I particularly liked Jill's sarcastic sense of humor and her hard shell that hid a heart of gold. I liked her instantly, and that didn't really change throughout the course of the novel. I also liked her relationships with both Dylan and Ravi, and seeing how they played out.

Mandy had to grow on me a little because, like Jill, I wasn't sure what she was hiding all of the time, but I didn't trust her. Over time, though, I warmed up to her. I liked watching her relationship with Jill grow, and even though she sometimes infuriated me with the choices she made, I could understand why she made them.

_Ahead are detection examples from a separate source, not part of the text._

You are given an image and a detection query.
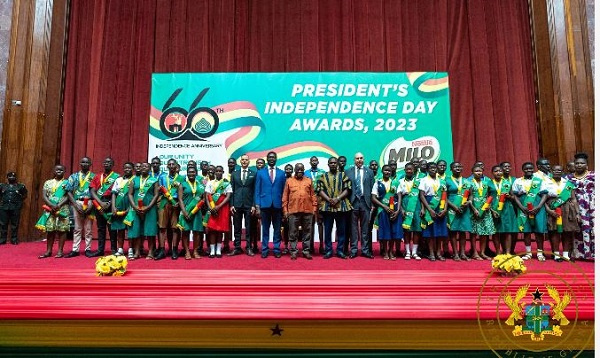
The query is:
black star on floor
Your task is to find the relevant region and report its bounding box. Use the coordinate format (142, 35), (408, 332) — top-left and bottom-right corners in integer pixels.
(271, 323), (283, 337)
(532, 287), (543, 301)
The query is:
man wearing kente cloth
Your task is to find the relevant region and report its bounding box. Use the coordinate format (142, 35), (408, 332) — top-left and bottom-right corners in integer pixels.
(511, 162), (548, 261)
(304, 155), (325, 254)
(154, 159), (184, 260)
(398, 162), (423, 260)
(90, 157), (119, 257)
(317, 157), (352, 259)
(123, 163), (159, 260)
(65, 157), (94, 258)
(0, 172), (27, 245)
(35, 164), (70, 259)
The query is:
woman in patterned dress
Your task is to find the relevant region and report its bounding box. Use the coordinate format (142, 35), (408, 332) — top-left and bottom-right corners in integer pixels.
(567, 153), (596, 260)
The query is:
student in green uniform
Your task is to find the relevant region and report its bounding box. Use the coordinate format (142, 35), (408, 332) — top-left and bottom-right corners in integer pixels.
(124, 163), (159, 260)
(491, 162), (519, 254)
(110, 162), (134, 259)
(446, 162), (475, 261)
(511, 162), (548, 261)
(35, 164), (70, 259)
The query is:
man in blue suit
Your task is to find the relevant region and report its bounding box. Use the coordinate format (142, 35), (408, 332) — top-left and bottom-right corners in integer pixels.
(346, 152), (375, 259)
(254, 152), (285, 259)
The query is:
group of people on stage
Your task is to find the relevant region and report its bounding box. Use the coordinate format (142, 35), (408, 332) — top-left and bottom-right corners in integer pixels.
(36, 152), (595, 261)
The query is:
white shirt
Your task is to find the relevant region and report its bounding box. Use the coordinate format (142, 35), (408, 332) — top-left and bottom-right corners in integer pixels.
(512, 177), (548, 195)
(352, 166), (365, 195)
(546, 178), (568, 198)
(205, 179), (233, 194)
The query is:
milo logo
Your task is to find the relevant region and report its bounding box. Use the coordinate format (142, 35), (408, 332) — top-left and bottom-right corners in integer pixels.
(379, 136), (440, 169)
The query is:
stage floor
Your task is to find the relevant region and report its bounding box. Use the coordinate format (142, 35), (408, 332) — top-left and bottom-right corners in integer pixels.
(0, 242), (594, 320)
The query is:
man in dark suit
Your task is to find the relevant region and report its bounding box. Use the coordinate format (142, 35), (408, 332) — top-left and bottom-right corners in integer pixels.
(254, 152), (285, 259)
(227, 154), (256, 256)
(346, 152), (375, 259)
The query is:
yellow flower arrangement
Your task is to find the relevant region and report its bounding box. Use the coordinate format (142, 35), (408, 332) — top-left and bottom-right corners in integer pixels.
(96, 255), (127, 276)
(492, 254), (527, 274)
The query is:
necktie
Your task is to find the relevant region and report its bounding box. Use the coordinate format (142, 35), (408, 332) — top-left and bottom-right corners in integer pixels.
(356, 168), (362, 197)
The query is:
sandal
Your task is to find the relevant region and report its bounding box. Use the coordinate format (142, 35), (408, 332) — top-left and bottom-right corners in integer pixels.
(538, 254), (546, 262)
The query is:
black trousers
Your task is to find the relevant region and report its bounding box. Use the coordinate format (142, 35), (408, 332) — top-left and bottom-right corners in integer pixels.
(0, 209), (21, 244)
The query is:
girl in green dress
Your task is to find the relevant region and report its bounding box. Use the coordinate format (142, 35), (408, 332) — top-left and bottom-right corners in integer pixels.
(398, 162), (423, 260)
(177, 167), (204, 260)
(110, 162), (134, 258)
(492, 162), (519, 254)
(511, 162), (548, 261)
(124, 163), (159, 260)
(446, 162), (472, 261)
(471, 165), (496, 260)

Overall, I really liked the realism in the book. The characters seemed real and acted in ways that were very realistic for their situations. None of them were perfect, and their flaws are what ultimately brought them together. I'd definitely like to read more of Sara Zarr. ( )
  klack128 | Oct 11, 2015 |
Plot: To be honest, I wasn’t really sure about this one. The synopsis felt too 16 & Pregnant to me and I was expecting something along those lines. But that is definitely not what I found. This is a story of two girls, both lost and confused who are searching for something they didn’t even realize they wanted or needed. It was a story about family, how blood relation doesn’t really matter, as long as you are willing to be there for each other. There aren’t any major plot twists, it isn’t action packed and it isn’t even all that unique, but it is still a great book. Only after reading it and sitting down to write this review, did I notice that the ending was totally and completely predictable, but this didn’t take anything away from the novel because it was exactly what I hoped would happen. There was an annoying cliffhanger at the very, very end though, but I say “annoying” only because I really wanted to know what happened next and then, suddenly, the book was over. I just hope this means a sequel might be coming? Who knows...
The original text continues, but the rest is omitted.